Les exportations irlandaises vers l’Italie terminent l’année à près de 32.000 têtes (+16% comparé à 2008)..

VEAUX DE BOUCHERIE, une consommation en hausse.

Une consommation des ménages en hausse et des volumes d’abattage en baisse laissent la place aux importations.
La consommation des ménages a été dynamique au mois de novembre avec une hausse de 6% alors que le bœuf est en baisse de 5%. Le maintien de bas prix au détail explique cette consommation. Les abattages sont maintenus, en tête, avec 123.600 animaux, mais affichent une légère baisse en volume (-1%).
Malgré les fêtes, le cours du veau de boucherie rosé clair O est resté stable à 5,33 €/kg fin décembre, soit 5% au-dessus de son cours de fin 2008.
Chez nos voisins européens, les cours des veaux de boucherie terminent l’année à des niveaux bien supérieurs à ceux de 2008. Aux Pays-Bas, le veau pie-noire est stable à 4,55 €/kg de carcasse (11% / 2008). Sur le marché de Modène, le veau de boucherie italien s’affiche à 6,53 €/kg de carcasse soit +18%.

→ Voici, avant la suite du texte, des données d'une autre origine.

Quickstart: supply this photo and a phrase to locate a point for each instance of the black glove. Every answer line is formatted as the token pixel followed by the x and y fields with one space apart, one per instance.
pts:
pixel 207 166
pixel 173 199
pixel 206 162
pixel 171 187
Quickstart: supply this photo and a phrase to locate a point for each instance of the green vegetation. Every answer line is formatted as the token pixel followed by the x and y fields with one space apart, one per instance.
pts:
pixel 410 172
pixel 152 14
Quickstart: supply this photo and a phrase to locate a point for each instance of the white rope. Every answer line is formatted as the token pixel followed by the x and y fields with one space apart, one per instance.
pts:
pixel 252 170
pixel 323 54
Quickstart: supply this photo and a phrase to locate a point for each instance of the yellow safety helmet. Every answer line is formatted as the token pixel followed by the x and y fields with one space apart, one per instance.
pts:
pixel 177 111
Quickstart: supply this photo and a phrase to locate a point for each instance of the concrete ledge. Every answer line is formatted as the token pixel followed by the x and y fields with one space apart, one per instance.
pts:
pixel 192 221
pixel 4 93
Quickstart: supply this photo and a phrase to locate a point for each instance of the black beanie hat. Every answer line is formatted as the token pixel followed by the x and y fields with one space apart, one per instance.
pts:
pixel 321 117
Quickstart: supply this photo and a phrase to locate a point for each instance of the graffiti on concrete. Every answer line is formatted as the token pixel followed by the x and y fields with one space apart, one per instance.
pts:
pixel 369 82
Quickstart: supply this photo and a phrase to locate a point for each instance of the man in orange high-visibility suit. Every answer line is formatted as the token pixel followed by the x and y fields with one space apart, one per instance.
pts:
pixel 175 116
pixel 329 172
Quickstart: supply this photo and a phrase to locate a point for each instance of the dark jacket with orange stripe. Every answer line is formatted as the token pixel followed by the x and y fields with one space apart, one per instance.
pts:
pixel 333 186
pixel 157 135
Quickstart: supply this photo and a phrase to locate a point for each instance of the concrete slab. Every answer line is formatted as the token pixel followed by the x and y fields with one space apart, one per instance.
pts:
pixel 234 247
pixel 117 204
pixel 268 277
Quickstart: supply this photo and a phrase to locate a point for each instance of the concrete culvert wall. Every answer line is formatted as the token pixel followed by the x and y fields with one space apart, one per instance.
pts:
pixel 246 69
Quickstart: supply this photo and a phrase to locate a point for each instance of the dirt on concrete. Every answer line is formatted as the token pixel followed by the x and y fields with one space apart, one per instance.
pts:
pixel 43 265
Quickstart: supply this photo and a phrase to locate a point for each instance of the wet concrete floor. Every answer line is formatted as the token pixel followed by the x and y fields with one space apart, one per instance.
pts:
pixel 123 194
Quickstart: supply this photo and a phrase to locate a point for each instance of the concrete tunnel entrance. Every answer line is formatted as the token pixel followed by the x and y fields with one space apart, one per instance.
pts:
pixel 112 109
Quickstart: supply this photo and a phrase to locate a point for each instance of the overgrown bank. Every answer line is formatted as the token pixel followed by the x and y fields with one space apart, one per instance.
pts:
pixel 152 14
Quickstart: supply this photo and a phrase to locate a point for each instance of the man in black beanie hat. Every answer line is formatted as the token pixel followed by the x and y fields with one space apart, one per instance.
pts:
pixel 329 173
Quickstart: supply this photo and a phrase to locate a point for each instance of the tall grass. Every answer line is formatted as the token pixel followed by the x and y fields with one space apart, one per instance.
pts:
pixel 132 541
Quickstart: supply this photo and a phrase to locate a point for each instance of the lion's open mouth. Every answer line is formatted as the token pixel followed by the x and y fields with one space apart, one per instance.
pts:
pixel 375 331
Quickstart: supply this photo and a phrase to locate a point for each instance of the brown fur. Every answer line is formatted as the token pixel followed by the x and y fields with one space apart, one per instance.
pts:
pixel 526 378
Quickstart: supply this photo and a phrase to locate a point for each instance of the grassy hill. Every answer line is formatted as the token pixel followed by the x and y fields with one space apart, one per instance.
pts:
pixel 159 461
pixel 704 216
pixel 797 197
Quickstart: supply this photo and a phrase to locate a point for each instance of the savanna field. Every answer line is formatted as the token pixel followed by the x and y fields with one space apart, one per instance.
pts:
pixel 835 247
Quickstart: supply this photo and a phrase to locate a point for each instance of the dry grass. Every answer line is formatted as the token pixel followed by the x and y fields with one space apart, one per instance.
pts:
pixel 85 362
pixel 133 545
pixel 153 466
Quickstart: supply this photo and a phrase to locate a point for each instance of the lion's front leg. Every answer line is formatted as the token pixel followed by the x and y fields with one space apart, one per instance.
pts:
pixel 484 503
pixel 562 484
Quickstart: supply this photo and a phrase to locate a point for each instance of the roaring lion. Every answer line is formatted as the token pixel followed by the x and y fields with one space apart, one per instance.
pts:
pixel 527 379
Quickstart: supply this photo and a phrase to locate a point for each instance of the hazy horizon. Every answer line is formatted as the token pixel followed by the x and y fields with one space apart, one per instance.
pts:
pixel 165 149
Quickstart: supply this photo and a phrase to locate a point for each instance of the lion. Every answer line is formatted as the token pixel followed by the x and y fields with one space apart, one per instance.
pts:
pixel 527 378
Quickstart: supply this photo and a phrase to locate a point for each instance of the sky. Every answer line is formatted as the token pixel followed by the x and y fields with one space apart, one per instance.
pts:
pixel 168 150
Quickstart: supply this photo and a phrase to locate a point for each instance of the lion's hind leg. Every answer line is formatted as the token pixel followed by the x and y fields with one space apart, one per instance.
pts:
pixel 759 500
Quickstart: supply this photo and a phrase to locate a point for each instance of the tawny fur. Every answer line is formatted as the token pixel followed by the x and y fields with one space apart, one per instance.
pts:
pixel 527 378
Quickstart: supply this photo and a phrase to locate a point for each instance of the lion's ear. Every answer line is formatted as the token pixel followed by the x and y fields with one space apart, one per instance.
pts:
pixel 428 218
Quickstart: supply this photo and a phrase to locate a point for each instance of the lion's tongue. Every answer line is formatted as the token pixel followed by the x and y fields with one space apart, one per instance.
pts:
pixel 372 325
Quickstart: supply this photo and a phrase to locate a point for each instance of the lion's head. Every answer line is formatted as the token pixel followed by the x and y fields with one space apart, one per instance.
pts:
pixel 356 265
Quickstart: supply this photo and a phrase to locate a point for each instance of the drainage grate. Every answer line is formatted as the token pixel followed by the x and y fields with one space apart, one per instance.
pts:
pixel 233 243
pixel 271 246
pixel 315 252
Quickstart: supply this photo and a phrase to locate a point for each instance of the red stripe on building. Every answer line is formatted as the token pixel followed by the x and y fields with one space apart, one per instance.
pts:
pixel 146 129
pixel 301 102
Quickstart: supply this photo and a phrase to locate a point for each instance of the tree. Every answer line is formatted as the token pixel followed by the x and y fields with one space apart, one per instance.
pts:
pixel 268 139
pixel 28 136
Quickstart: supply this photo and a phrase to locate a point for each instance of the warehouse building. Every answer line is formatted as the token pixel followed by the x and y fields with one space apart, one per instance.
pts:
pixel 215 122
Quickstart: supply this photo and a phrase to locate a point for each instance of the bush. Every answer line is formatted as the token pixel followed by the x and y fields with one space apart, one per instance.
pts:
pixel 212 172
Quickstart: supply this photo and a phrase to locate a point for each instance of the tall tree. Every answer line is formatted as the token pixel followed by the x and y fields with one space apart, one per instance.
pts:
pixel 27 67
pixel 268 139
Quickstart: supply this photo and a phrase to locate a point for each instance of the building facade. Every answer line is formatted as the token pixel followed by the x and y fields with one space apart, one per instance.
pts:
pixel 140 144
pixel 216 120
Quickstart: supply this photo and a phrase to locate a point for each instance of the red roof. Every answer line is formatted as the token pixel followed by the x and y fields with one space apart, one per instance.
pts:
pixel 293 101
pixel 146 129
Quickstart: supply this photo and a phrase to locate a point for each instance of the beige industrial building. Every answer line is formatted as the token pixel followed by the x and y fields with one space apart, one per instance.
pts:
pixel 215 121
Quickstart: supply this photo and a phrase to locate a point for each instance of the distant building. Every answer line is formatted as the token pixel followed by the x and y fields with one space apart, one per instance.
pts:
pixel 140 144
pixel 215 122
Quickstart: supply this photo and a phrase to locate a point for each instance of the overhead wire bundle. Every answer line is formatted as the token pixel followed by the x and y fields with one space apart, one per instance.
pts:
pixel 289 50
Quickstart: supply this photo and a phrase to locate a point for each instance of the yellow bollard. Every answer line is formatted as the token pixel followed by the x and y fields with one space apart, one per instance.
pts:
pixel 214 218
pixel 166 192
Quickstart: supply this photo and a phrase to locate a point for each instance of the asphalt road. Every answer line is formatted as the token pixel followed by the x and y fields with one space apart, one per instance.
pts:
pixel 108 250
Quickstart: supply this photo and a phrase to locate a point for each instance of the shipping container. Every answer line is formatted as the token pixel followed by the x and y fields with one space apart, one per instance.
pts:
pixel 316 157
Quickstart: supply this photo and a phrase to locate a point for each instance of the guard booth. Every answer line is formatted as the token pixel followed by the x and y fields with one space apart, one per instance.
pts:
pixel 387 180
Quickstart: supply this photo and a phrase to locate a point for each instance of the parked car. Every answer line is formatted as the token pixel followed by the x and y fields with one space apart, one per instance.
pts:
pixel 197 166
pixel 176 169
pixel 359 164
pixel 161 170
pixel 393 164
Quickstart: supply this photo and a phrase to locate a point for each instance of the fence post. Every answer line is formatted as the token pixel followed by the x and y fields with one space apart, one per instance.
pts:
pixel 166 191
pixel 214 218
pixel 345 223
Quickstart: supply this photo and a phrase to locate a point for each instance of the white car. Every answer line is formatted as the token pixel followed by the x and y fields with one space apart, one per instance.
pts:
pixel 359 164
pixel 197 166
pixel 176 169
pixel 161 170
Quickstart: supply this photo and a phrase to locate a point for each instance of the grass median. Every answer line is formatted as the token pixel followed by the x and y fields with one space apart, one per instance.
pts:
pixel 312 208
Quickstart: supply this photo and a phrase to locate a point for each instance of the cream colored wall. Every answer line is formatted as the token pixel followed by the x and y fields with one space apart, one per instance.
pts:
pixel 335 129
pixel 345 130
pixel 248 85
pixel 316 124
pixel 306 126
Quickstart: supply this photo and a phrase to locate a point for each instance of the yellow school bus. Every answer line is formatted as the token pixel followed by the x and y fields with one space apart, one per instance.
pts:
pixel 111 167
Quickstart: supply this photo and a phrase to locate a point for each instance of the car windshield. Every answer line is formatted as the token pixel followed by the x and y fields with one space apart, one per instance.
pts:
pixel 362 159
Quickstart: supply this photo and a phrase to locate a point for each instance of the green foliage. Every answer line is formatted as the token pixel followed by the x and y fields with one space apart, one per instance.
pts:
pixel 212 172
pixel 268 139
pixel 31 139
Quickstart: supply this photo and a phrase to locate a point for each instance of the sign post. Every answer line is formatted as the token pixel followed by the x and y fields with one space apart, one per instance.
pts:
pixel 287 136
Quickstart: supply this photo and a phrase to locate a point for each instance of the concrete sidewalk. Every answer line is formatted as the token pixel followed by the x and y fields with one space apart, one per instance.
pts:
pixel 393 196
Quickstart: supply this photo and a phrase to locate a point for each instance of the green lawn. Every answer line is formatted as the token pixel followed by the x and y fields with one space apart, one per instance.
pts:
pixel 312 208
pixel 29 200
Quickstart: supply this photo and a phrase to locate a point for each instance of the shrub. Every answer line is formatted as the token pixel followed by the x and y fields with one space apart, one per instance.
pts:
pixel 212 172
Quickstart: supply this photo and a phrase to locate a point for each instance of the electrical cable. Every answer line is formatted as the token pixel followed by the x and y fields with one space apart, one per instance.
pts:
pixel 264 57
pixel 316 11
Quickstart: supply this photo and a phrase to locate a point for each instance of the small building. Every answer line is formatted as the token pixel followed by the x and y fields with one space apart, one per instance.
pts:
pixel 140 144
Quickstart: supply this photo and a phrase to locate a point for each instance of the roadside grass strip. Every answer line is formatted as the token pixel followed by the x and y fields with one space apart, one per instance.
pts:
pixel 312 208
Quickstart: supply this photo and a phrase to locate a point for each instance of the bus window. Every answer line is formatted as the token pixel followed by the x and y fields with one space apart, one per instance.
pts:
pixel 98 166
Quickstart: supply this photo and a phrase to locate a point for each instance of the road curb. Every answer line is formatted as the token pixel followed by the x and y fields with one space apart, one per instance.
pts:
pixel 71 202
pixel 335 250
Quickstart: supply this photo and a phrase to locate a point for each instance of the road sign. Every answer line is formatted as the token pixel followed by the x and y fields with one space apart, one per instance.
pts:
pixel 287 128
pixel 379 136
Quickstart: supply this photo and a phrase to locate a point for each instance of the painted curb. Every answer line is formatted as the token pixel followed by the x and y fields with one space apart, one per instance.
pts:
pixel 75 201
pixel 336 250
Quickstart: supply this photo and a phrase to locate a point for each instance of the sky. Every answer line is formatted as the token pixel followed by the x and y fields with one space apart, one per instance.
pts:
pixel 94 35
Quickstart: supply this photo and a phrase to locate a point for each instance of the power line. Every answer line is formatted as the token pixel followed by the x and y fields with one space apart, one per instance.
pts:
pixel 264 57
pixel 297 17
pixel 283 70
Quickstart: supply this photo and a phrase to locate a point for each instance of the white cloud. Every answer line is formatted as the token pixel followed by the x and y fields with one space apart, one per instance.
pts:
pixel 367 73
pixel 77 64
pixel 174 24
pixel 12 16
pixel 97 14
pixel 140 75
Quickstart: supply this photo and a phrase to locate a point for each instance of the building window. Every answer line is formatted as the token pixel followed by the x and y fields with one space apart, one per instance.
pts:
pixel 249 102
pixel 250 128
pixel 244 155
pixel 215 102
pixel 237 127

VEAUX DE 8 JOURS, une fin d’année stable.

Des mises en place dynamiques en décembre permettent de maintenir les cours.
Les naissances de veaux laitiers sont demeurées faibles en octobre avec 33.000 veaux (-9% / 2008). Malgré cette baisse des naissances, les exportations de veaux de moins de 80 kg ont progressé de 59% à près de 11.000 têtes en octobre.
Les naissances au mois de novembre ont été plus dynamiques, avec seulement 3.000 veaux laitiers de moins qu’en 2008.
Les mises en place chez les opérateurs, en prévision des démarches commerciales associées à la Pentecôte, ont été relativement bonnes au mois de décembre. Couplées à des disponibilités limitées en cette fin de période de vêlage, cela a permis de maintenir les cours des petits veaux laitiers mâles et femelles. La cotation du veau de 45-50 kg mâles se situe juste
en dessous des 100 euros, à 97 euros, soit 18% de plus qu’en 2008. Les cours des femelles n’ont pas bougé en cette fin d’année.
Les veaux destinés à l’élevage font face à une demande active qui a pour conséquence une hausse des cours. Les mâles croisés lourds affichent 378 euros, soit un niveau supérieur aux 4 dernières années.

LE CHIFFRE DU MOIS

+10% sur les premiers mois de l’année, c’est la progression, comparée à 2008, des exportations de broutards français, qui retrouvent ainsi leur niveau de 2007. Mais cette évolution d’une année sur l’autre est surtout du à la forte hausse des envois de femelles et d’animaux de moins de 300 kg. Ces derniers sont notamment exportés vers l’Espagne, où s’est rétablie, tandis que les broutardes, dont les cours sont toujours déprimés, trouvent preneurs en Italie..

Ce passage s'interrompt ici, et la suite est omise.